Hummingbirds tiny bundle of energy

This time around let’s talk about hummingbirds, a nice spring subject.

There are more than 340 species of these birds found in the Western Hemisphere. Indiana has three hummingbirds that you can see, but only one builds nests here. The three you might see are: ruby-throated, rufous and the black-chinned. The last two are not very common in this area and are most likely to be strays.

Which leaves us the ruby-throated, the one that most of us see as it is the one that nests in this state. The other two are seen when they pass through on their way to their homes.

We start seeing these guys in about April, and they hang around until around the end of September. With its iridescent coloring, it’s pretty hard to miss flitting around in your backyard. As with most birds, the male is the more colorful; the females are a bit larger and not so showy.

These birds winter in Costa Rica, which is about a 4,000-mile flight. They make the flight across the Gulf of Mexico nonstop and lose about half their body weight in doing so. It’s an old wives tale that they migrate on the backs of geese.

Here are some interesting facts about hummingbirds. They have no sense of smell, and their tongue is grooved like a “W.” Their hearts beat about 250 times per minute while at rest, and its heart is 2.5 percent of the total body weight. It also breathes at about the same rate.

The hummingbird’s metabolism is roughly 100 times that of an elephant. They have weak feet and can barely walk. They prefer to fly or perch. In fact, they spend most of their life perching. When it comes to weight, they run between 2 and 20 grams; for comparison, a penny weighs about 2.5 grams. The muscles used for flight make up 30 percent of its weight.

As far as their social life: They do not mate for life. The females build the nest, and the male doesn’t hang around and does not help raise the chicks. The female usually has two and sometimes three broods a year with different males. The average lifespan of a hummingbird is five years, although they can live for up to 10 years.
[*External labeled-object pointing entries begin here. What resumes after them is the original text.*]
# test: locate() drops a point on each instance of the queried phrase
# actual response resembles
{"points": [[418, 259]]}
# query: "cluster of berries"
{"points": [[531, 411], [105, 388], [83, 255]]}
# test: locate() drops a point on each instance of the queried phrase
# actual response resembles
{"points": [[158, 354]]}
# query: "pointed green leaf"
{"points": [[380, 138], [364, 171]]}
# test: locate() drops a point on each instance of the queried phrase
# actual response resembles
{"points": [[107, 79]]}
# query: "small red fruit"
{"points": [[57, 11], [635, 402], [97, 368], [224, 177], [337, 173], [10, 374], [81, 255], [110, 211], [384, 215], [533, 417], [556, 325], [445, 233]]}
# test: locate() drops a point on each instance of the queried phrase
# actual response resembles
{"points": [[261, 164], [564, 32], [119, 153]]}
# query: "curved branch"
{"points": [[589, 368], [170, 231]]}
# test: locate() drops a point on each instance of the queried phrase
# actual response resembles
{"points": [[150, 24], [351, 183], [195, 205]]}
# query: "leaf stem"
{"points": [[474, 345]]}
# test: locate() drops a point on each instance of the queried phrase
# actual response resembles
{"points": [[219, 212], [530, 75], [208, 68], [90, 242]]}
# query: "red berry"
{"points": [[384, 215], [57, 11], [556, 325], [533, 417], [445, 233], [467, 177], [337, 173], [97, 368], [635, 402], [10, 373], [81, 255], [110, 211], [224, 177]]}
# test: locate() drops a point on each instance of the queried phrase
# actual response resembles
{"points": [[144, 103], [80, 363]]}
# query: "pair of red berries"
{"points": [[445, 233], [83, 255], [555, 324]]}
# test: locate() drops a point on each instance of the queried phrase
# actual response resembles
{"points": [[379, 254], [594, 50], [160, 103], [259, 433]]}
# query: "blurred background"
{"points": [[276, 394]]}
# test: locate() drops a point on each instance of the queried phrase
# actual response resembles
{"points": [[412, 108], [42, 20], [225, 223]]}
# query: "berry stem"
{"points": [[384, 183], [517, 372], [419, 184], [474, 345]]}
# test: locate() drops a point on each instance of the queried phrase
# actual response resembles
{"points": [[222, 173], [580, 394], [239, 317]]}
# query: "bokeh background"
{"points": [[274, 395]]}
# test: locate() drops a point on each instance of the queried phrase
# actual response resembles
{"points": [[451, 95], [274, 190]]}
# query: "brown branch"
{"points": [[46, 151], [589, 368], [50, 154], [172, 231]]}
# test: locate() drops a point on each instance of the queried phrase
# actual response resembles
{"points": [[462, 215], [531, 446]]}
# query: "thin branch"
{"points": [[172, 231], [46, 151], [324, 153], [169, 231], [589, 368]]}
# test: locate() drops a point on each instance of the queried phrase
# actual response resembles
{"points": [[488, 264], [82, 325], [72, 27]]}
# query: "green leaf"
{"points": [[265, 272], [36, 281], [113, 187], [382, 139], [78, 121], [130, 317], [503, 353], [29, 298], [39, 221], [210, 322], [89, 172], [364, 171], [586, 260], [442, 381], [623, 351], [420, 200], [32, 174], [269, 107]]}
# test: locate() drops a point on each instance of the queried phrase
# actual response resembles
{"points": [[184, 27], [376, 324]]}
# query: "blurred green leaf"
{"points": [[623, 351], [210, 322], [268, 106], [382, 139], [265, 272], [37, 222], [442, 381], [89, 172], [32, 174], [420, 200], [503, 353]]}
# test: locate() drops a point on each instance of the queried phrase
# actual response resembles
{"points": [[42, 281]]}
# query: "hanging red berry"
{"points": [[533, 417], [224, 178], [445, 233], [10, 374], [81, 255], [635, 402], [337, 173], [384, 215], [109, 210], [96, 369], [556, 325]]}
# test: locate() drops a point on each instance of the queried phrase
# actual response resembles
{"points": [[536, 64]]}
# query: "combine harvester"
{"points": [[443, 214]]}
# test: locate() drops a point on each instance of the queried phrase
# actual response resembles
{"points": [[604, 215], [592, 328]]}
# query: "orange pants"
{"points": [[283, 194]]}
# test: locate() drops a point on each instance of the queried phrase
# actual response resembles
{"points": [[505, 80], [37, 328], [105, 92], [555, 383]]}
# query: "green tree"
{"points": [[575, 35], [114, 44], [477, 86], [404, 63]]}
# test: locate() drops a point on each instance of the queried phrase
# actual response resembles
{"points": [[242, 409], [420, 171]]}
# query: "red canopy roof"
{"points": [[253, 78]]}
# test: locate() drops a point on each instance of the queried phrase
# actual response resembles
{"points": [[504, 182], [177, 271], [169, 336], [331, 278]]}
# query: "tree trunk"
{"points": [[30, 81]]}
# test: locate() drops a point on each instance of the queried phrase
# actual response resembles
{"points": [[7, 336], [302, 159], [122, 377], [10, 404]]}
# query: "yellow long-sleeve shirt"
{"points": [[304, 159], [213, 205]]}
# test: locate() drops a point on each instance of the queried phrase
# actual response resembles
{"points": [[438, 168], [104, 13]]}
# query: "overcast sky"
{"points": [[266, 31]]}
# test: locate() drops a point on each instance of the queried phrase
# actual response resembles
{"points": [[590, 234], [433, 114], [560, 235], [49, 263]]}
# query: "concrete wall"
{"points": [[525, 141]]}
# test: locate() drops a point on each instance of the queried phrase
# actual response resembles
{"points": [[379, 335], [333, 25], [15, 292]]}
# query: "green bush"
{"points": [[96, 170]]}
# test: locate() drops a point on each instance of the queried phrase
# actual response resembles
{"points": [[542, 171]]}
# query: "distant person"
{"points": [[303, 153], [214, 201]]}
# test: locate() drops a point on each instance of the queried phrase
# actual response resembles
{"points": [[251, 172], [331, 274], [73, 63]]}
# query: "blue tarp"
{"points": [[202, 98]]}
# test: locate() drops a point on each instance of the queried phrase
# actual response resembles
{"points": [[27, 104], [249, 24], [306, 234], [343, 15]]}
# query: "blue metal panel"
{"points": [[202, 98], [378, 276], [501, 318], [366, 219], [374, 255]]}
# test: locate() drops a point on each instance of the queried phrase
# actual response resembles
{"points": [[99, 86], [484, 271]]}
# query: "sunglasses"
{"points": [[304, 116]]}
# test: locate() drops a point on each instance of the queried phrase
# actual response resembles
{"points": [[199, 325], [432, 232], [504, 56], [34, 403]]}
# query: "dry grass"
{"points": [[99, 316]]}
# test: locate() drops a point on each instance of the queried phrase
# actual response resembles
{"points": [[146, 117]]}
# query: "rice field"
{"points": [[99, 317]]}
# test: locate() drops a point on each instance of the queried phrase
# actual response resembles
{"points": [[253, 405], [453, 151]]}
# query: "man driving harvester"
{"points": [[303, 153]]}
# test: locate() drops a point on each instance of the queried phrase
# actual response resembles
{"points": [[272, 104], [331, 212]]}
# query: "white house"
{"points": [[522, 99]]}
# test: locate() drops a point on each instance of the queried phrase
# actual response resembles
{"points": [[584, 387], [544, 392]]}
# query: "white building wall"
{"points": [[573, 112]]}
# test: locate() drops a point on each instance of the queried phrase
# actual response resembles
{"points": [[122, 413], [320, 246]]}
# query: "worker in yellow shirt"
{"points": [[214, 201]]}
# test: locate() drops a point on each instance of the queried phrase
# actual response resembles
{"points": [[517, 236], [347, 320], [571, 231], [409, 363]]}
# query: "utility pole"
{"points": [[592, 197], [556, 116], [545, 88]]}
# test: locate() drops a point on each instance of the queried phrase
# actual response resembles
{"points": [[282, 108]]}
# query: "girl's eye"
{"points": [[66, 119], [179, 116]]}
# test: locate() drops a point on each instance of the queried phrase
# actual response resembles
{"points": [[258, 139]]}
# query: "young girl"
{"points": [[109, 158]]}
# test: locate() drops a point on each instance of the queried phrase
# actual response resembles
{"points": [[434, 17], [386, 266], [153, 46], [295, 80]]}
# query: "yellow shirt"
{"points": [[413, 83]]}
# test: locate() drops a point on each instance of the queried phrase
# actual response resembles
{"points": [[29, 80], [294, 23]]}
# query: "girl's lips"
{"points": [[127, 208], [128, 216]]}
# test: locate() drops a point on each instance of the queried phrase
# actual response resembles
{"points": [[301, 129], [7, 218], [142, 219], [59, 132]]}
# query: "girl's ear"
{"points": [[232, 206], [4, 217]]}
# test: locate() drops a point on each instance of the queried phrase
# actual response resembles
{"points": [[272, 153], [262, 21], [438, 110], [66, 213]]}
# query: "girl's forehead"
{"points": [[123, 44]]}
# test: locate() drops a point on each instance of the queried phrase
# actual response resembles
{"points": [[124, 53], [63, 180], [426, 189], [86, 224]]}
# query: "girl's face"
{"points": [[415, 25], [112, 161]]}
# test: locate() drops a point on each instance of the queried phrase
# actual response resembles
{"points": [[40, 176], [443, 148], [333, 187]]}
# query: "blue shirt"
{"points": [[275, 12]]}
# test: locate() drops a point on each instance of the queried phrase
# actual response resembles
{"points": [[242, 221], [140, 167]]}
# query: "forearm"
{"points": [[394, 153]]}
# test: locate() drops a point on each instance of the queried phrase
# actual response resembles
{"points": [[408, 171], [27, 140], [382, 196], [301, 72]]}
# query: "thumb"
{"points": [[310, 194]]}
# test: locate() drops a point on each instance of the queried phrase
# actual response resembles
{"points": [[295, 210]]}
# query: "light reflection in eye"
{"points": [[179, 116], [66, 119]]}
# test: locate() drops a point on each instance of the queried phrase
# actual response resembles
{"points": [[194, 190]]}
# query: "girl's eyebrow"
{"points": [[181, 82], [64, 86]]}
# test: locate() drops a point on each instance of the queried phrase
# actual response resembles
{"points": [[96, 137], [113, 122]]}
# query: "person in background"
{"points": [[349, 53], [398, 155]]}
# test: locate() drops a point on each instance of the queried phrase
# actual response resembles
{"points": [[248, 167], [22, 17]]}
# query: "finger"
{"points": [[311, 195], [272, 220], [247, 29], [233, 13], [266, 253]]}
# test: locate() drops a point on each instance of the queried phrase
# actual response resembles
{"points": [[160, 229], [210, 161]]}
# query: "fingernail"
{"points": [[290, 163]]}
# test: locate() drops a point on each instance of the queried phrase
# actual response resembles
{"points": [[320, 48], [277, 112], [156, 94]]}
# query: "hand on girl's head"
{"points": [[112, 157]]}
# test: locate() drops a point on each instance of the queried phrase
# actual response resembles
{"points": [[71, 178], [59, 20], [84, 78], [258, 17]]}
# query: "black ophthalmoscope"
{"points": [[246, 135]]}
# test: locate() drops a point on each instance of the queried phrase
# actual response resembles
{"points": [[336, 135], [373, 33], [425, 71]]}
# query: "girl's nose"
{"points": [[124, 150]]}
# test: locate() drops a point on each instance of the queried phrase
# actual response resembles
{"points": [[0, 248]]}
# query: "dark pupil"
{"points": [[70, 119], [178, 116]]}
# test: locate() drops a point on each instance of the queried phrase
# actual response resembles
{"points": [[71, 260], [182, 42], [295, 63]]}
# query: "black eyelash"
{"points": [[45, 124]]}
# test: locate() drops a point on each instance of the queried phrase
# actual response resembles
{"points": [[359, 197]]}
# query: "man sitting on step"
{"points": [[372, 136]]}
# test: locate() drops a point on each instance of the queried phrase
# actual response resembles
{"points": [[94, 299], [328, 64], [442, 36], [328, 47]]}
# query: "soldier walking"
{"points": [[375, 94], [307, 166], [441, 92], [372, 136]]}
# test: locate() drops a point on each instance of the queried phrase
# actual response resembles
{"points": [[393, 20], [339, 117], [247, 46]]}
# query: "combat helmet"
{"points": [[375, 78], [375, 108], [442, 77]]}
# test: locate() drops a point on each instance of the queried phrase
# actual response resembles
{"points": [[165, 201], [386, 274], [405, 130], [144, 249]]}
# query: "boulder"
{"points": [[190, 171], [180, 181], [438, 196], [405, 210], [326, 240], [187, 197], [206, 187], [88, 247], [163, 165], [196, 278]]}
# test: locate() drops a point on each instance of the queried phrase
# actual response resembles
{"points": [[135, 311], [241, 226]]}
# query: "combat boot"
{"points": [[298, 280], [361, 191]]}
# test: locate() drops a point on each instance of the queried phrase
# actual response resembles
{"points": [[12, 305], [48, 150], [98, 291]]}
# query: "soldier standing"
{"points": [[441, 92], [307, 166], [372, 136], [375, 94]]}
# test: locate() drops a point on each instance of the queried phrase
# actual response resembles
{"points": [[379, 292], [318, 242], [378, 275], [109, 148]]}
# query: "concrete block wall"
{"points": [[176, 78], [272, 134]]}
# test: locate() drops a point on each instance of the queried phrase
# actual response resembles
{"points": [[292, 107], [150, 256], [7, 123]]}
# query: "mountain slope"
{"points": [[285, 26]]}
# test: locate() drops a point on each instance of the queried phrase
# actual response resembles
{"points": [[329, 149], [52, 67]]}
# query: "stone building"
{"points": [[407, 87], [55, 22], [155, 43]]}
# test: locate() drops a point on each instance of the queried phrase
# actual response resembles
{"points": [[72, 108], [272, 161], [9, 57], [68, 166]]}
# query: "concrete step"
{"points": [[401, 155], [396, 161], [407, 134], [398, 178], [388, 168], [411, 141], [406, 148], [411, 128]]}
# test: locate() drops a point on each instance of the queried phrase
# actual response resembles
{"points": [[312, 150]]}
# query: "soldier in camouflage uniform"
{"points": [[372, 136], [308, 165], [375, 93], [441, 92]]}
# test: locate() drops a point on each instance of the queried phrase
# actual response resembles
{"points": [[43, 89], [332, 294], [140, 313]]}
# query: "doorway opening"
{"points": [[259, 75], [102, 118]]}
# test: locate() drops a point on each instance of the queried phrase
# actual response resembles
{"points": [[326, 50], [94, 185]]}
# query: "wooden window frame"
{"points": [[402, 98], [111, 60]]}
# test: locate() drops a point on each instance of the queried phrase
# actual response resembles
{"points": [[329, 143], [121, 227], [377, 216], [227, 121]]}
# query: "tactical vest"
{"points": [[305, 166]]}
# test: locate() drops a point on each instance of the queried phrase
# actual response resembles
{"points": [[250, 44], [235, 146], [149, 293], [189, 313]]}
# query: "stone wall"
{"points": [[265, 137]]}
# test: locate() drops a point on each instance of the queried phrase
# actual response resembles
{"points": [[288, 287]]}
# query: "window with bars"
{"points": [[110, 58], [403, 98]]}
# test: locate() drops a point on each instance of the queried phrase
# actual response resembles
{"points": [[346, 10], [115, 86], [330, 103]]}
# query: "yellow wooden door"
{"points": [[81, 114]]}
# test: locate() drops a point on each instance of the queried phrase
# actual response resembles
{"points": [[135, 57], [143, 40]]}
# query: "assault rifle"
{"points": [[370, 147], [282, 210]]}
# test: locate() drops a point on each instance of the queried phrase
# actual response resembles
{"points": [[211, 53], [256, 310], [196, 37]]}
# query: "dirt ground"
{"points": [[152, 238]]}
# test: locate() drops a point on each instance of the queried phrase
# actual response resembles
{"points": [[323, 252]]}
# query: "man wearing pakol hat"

Their wings will beat about 70 times per second. If they are diving, the rate goes up to 200 beats per second. They can fly both backward and forward, hover, and fly sideways and upside-down. Hummingbirds need to eat about seven times per hour and will eat anywhere from half to eight times its body weight each day. They will visit an average of 1,000 flowers per day for the nectar.

Want some of these hanging around your backyard? Let’s start with feeders. Early spring is the best time to set them up, before the flowers start to bloom. Feeders can provide an equivalent nutrition of 2,000 to 5,000 flowers. They are also important in the fall to help hummingbirds gain weight for the long migration. Make sure the feeder is easy to clean.

Red is the favored color, as it will attract more hummingbirds and fewer insects (the insect guards should be red also).

Try to have multiple feeders so all can have a shot at it, and make sure there is a perching area nearby. The mixture is simple: four parts water to one part sugar; boil for two minutes to slow fermentation (we don’t want drunken hummingbirds flying around).

Hummingbirds also eat insects. An adult female can consume up to 2,000 per day, and this includes mosquitoes, gnats, small bees, spiders, caterpillars and other stuff. Ripe fruit near the feeders attracts insects, which attracts hummingbirds. (See how nature works?)

When thinking about growing plants for the hummingbirds, make sure to have a variety of plants that will bloom at different times. Remember that they prefer red. There are about 150 species of plants that are pollinated by hummingbirds rather than bees.

By now you’re wondering what you can grow to attract these birds. Some of the perennials include: bee-balm, cardinal flower, fire-pink and royal catchfly. The better annuals include snapdragons, Mexican sunflowers and jewelweed. You might grow some trumpet vines or trumpet honeysuckle, and passionflower will work.